Meijer W E, Heerdink E R, Pepplinkhuizen L P, van Eijk J T, Leufkens H G
Department of Pharmacoepidemiology and Pharmacotherapy, Utrecht Institute for Pharmaceutical Sciences (UIPS), Utrecht, The Netherlands.
Br J Clin Pharmacol. 2001 Feb;51(2):181-3. doi: 10.1111/j.1365-2125.2001.01329.x.
To study possible selective prescribing ('channelling') we compared characteristics of patients using the SSRI sertraline with patients using longer available SSRIs.
An observational cohort study in 1251 patients being prescribed an SSRI.

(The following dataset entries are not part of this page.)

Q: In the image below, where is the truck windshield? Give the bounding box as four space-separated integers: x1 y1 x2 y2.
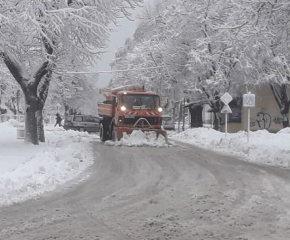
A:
122 94 159 110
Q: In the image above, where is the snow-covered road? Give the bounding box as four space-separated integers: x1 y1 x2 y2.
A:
1 140 290 240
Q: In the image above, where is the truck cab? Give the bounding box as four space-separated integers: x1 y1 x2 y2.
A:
115 91 162 128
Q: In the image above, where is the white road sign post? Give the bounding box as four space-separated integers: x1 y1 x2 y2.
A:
220 92 233 137
221 105 232 137
243 93 255 143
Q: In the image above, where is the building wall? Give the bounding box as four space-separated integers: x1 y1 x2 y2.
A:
220 85 285 133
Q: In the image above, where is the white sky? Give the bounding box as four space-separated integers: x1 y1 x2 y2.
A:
96 0 156 88
1 119 290 207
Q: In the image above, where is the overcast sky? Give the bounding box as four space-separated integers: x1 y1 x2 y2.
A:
96 0 156 88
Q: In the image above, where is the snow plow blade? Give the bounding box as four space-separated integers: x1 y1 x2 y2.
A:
115 127 168 144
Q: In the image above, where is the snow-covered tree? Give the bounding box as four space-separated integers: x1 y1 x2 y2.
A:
177 0 246 129
0 0 143 144
47 72 100 117
223 0 290 127
110 0 187 103
111 0 246 129
254 1 290 127
0 65 24 115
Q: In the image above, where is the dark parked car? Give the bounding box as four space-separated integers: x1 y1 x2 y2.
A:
63 115 101 132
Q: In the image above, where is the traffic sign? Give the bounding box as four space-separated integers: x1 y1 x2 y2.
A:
243 93 255 107
220 92 233 105
221 104 232 114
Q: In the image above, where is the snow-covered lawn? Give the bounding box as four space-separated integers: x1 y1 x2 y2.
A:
1 119 290 207
0 120 95 207
171 127 290 168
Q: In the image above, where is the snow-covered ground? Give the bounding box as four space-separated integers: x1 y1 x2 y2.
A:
0 120 96 207
0 119 290 207
170 127 290 168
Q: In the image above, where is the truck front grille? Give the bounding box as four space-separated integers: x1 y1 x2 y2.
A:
123 117 159 126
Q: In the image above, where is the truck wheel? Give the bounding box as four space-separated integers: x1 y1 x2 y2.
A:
100 124 108 142
100 124 105 141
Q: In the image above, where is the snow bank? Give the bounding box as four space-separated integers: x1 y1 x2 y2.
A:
0 121 94 206
172 128 290 168
104 130 176 147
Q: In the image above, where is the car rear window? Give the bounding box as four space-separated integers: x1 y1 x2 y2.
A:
92 117 100 123
66 116 73 121
162 116 172 122
84 116 100 123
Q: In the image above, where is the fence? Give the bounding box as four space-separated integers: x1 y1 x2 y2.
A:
0 114 24 123
0 114 56 125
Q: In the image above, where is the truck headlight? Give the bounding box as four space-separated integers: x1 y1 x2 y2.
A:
121 106 126 111
158 107 162 112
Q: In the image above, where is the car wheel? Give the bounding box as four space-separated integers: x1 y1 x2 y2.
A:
79 127 85 132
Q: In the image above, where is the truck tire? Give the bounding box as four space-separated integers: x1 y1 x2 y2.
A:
100 123 109 142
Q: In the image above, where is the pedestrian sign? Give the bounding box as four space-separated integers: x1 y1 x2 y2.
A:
243 93 255 107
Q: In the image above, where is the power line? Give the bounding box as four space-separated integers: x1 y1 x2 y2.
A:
56 66 165 75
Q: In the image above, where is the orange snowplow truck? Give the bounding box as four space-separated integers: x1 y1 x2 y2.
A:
98 85 167 142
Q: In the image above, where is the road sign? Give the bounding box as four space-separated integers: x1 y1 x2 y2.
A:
220 92 233 105
221 104 232 114
243 93 255 107
243 92 255 143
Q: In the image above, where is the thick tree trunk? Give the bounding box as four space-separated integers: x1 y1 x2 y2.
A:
24 91 47 144
24 96 39 145
189 105 203 128
23 91 47 144
280 100 289 128
282 113 290 128
16 90 21 115
36 72 51 142
212 95 221 131
36 110 45 142
65 104 69 118
270 84 290 128
213 112 220 130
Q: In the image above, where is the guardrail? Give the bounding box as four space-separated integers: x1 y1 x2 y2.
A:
0 114 24 123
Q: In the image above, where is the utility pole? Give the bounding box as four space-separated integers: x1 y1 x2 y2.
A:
182 98 185 131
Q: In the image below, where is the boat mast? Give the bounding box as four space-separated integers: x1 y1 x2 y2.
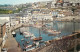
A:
39 28 41 37
42 18 44 30
73 18 77 52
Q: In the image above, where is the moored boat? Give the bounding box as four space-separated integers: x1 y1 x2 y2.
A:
33 37 42 41
23 32 34 38
47 29 61 35
21 38 24 41
12 31 16 35
12 31 16 37
20 32 23 35
26 45 32 48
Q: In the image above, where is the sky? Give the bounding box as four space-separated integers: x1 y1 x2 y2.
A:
0 0 51 5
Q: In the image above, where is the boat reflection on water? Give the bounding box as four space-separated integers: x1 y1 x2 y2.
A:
43 28 61 36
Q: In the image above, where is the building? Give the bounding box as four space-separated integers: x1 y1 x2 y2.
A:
51 0 57 8
47 2 52 9
0 14 10 21
0 21 7 51
58 0 80 7
10 14 21 27
32 9 53 21
0 15 10 51
64 0 80 3
52 11 59 17
20 15 29 24
10 13 30 25
0 38 2 52
0 14 10 29
32 1 48 8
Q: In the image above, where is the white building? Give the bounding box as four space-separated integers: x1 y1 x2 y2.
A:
64 0 80 3
10 16 19 27
0 14 10 22
20 16 29 24
57 13 65 17
51 0 57 8
32 11 53 21
0 14 10 28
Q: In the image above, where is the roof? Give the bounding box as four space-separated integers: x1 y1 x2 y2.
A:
0 14 10 17
0 14 15 17
0 19 8 25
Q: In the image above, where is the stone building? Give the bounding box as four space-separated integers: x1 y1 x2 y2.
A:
0 38 2 52
0 20 7 52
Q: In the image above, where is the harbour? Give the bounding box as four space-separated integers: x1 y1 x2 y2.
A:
0 0 80 52
14 21 80 51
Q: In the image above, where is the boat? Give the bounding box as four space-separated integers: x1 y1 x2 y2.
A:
21 38 24 41
23 32 34 38
26 47 35 51
26 41 30 44
26 45 32 48
39 40 44 43
12 31 16 35
47 29 61 35
30 36 36 40
20 32 23 35
12 31 16 37
33 37 42 41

In contrast to other studies, we found no evidence for channeling of sertraline. Sertraline was mainly prescribed for the labelled indication (depressive disorder), while older SSRIs were more often prescribed also for other indications. Time on the market was inversely associated to the proportion of patients treated for depressive disorder.

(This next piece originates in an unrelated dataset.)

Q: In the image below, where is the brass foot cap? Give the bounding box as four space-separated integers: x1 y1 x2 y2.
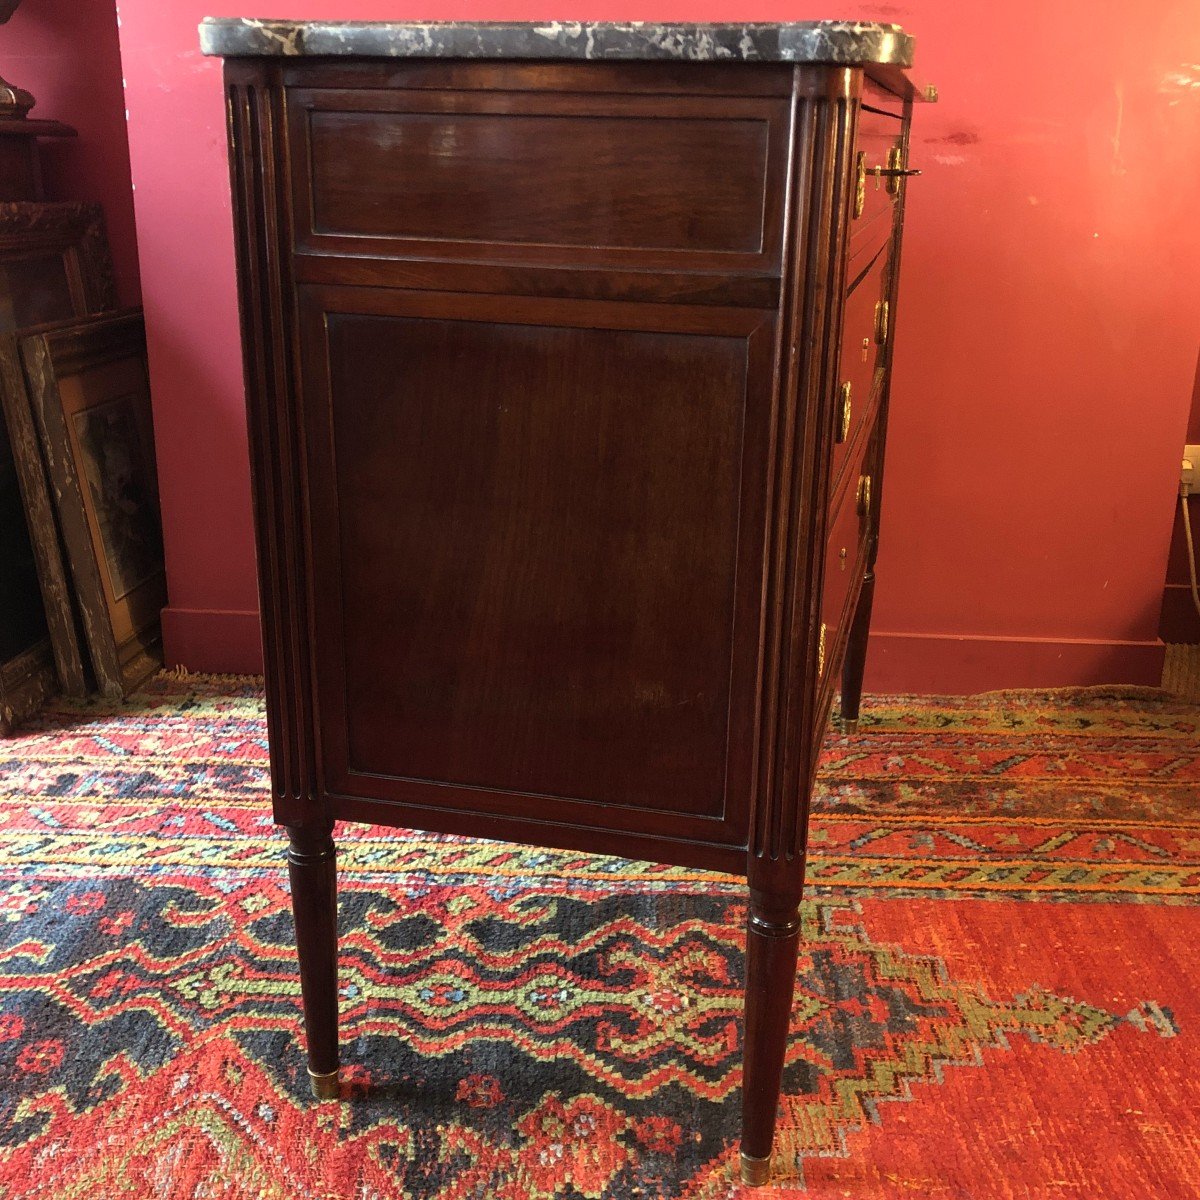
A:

We found no evidence for channeling of sertraline compared with prescribing patterns of older SSRIs.
为研究可能存在的选择性处方用药(“引导用药”)情况,我们比较了使用选择性5-羟色胺再摄取抑制剂(SSRI)舍曲林的患者与使用上市时间更长的SSRI类药物的患者的特征。
对1251名正在使用SSRI类药物的患者进行观察性队列研究。
与其他研究不同,我们未发现舍曲林存在引导用药的证据。舍曲林主要用于其标注的适应证(抑郁症),而较老的SSRI类药物更多地还用于其他适应证。上市时间与接受抑郁症治疗的患者比例呈负相关。
与较老的SSRI类药物的处方模式相比,我们未发现舍曲林存在引导用药的证据。